Though Stone does not discuss it, the logic used to interpret the “good” numbers implies that the numbers he omits, 9, 11, and 13, are problematic, deficient, or outright bad. The number 9 is massively “deficient” in terms of its factors: it is divisible only by 1 and 3, whose sum only equals 4. The numbers 11 and 13, though primes, are produced by taking away or adding to adjacent “good” numbers, by implication a dangerous thing to do. The number 11 is especially interesting for Pearl's readers because the "missing line" (472) makes a superabundant 12-line stanza massively deficient by its loss. Or does it turn the 11 line stanza into something that suggests God "twice" (1 and 1)?

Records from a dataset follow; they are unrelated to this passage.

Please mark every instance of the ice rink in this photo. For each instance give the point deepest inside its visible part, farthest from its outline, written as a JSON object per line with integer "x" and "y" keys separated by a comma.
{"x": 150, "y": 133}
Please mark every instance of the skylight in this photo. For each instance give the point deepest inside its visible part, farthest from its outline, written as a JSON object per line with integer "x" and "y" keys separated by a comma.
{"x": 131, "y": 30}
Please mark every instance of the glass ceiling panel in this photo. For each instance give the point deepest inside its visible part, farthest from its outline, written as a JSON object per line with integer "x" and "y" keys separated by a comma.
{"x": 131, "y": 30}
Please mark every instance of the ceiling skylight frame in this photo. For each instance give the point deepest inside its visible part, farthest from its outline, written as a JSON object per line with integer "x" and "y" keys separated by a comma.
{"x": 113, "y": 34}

Stone observes that "Pearl and Sir Gawain and the Green Knight both have 101 stanzas (101 being a prime number, in which unity figures twice) and those of Pearl are in twenty linked sets, all but one of which are fives" (219). He might have gone much, much further in the case of Pearl, which is one of the most densely numerological texts I know of. For but one example of many I know of, and others I am sure have not yet been discovered, compare the Dreamer's self-description in lines which are given the standard numbering 184 and 1085, and consider that they are exactly 1000 lines apart: "I stod as hende as hawk in halle" (a bird of prey, though courtly/calm/"hende"); "I stod as stylle as dased quayle" (a prey species, and no longer merely courtly or calm, but "dazed"--in a spell cast by the vision of the New Jerusalem's "frech fygure" (1086). The perfection of that 1000-line verbal and thematic parallel is possible only if we allow the "missing line" 472's imperfection to be intentional, both present and absent in form and meaning.

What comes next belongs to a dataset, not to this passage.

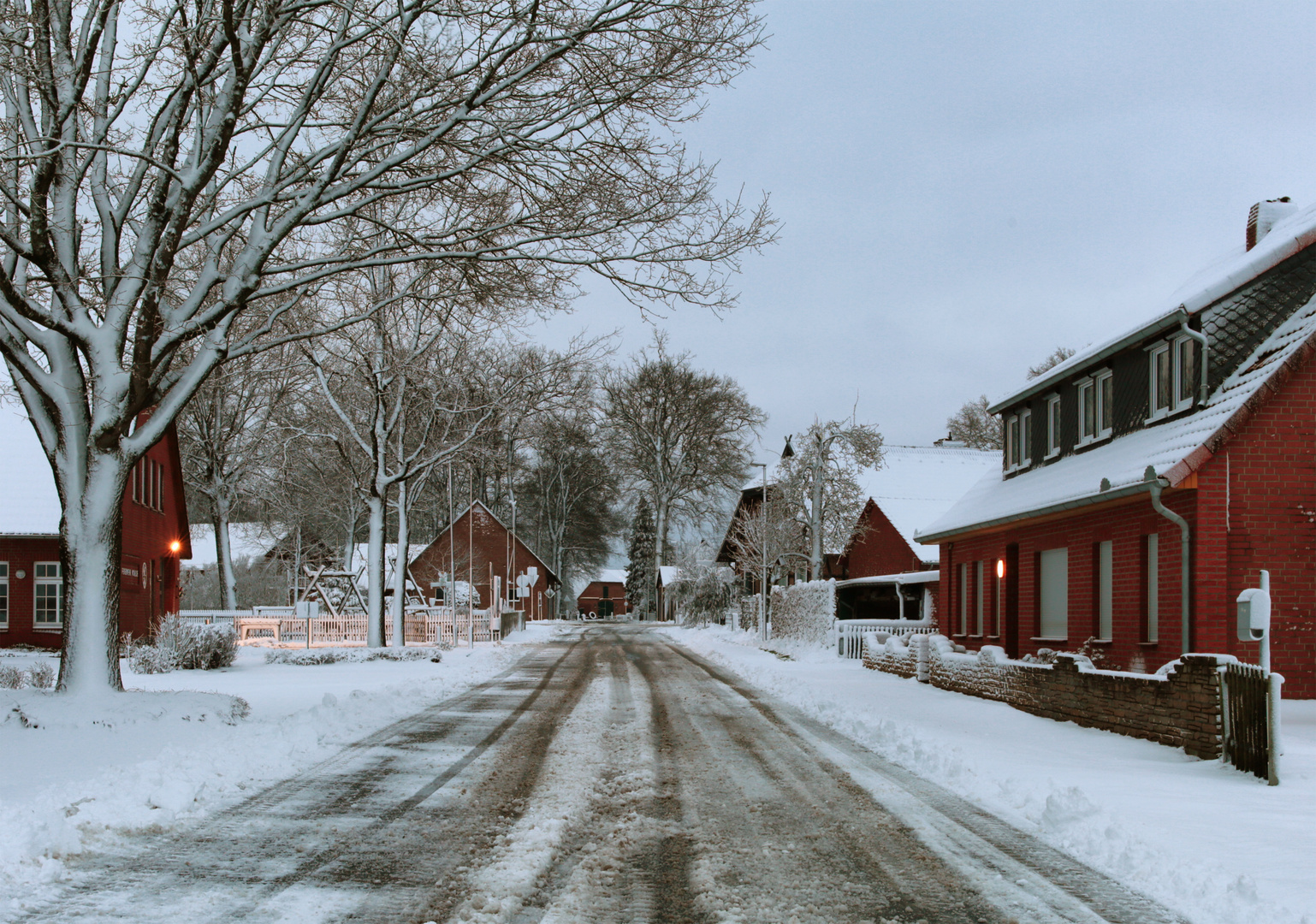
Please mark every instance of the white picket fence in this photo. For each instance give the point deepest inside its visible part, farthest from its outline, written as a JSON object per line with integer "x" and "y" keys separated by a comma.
{"x": 849, "y": 632}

Stone has created his list from a wide range of sources, most of which agree on the numbers' significance. Notice, though, that the supposed transcendent significance of numbers becomes complicated even within Christian tradition because of variations in doctrinal interpretation of divine events. For instance, Stone follows the tradition in which the Virgin has seven "Joys" and "Woes," but the Pearl-poet obviously follows a tradition in which there are five (Sir Gawain and the Green Knight, ll. 646-7). Thus, interpreters searching the companion poem, Pearl, for the significance of "five" should keep that in mind.